South west of Murton and north west of Easington are the former colliery villages of South Hetton and Easington Lane. The two villages are neighbours but although Easington Lane is in the City of Sunderland (see Hetton-le-Hole), South Hetton is in County Durham. Easington Lane should not be confused with the villages of Easington and Easington Colliery which lie along the road over three miles to the south east.

South Hetton Community Hall
South Hetton Community Hall © David Simpson

The colliery at South Hetton Colliery opened in 1831 and was worked until 1983. The village of South Hetton itself was built on previously empty land to serve the mine.

The sculptor Ray Lonsdale, best-known for his corten steel ‘Tommy’ at Seaham is based at South Hetton. His work features at South Hetton itself in the 2016 sculpture ‘And the Village Remains : The Last Tub’ depicting a miner with a coal tub along with Ray’s words “Long gone, the shaft, the tub, the face. Long gone the black coal stains. Wiped our hands, turned off the lamps. But the village still remains”. It is a fitting epitaph, not just to the mine at South Hetton, but to collieries in hundreds of communities across the Durham coalfield.

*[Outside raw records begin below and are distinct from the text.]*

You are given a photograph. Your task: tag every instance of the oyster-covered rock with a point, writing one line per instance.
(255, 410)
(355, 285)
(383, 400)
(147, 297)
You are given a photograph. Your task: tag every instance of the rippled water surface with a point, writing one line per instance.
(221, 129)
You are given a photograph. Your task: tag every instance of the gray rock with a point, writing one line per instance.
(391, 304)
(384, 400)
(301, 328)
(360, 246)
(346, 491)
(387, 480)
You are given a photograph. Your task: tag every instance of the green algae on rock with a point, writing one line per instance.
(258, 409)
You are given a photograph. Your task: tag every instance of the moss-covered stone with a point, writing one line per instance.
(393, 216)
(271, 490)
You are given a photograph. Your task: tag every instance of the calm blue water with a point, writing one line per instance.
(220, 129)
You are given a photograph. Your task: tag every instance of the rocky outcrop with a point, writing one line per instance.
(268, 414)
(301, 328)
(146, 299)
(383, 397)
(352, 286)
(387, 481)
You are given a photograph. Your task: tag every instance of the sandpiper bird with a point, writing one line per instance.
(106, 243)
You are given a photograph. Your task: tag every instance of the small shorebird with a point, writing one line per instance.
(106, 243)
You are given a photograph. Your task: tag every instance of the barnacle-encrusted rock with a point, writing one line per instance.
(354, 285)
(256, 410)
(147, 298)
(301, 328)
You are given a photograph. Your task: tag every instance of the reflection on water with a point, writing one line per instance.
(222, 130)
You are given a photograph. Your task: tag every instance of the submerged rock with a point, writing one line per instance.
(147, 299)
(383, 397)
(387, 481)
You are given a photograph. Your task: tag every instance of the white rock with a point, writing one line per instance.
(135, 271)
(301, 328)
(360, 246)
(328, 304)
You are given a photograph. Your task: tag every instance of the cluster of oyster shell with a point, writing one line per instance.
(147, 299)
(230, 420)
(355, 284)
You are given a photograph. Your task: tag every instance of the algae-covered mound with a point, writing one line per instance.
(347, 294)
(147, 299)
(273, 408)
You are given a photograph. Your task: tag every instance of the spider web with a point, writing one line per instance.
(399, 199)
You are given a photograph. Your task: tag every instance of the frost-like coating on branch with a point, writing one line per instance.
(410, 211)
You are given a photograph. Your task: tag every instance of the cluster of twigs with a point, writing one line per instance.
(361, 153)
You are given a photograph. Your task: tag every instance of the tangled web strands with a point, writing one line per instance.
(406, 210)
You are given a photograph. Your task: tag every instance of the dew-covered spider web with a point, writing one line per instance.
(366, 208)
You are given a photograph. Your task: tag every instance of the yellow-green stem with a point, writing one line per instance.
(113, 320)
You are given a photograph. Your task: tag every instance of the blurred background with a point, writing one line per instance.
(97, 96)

And the Village Remains, South Hetton
And the Village Remains, South Hetton © David Simpson

Other works by Lonsdale include his depiction of the suffragette, Emily Wilding Davison in Carlisle Park, Morpeth, ‘Fiddlers’ Green’ at North Shields and ‘The Ball and the Bradford Boy’ at Witton Park near Bishop Auckland and Gan Canny depicting a Vaux Breweries dray at Sunderland. Others in the east Durham area include Bonnie Pit Laddie at Wheatley Hill and Da said “Men Don’t Cry” at Hetton-le-Hole.

A former railway bridge called Pesspool Bridge, now demolished to make way for a long distance footpath and cycle way was the scene of a notorious incident on January 5, 1967. The body of a man called Angus Sibbet was found in the back of his Jaguar beneath the bridge with three gunshot wounds.

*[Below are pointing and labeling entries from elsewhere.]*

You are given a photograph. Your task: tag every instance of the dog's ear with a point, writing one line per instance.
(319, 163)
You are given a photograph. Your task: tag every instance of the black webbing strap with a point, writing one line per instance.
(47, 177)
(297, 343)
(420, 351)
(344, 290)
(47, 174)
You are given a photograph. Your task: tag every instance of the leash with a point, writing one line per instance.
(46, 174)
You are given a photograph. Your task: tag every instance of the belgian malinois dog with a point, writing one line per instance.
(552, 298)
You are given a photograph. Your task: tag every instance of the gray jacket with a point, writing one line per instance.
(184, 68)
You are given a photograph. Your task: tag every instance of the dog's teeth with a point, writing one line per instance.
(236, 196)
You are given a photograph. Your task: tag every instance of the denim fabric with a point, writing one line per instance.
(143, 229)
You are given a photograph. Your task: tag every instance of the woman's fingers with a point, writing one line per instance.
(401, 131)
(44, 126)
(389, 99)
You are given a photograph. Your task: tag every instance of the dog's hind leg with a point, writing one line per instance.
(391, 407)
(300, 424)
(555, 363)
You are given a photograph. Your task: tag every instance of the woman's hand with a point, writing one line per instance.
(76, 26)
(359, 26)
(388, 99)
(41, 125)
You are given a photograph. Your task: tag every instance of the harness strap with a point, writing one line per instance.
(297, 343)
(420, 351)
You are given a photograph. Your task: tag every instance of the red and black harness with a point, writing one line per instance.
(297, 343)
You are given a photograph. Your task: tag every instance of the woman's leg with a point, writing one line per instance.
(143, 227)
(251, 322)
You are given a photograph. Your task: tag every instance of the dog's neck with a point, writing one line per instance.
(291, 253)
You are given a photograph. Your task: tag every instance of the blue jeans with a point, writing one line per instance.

He was found by a passing miner in the early hours of the morning. Sibbet was the victim of an apparent gangland murder for which Dennis Stafford, then of Peterlee, and Michael Luvaglio of Newcastle were later convicted. The murder is said to have inspired the 1971 gangster movie Get Carter which starred Michael Caine and was set in the North East.

Haswell and Haswell Plough

Near the village of Haswell to the south of South Hetton is Pesspool Hall Farm and the nearby Pesspool Wood. The peculiar name goes back to medieval time when it was first recorded as ‘Beos Pol’ meaning ‘rough grass pool’. A portion of the stalls in the south aisle of the church at Easington were once known as the Pesspool Seats, presumably the seat aside for the owners of Pesspool which lay within the Easington parish.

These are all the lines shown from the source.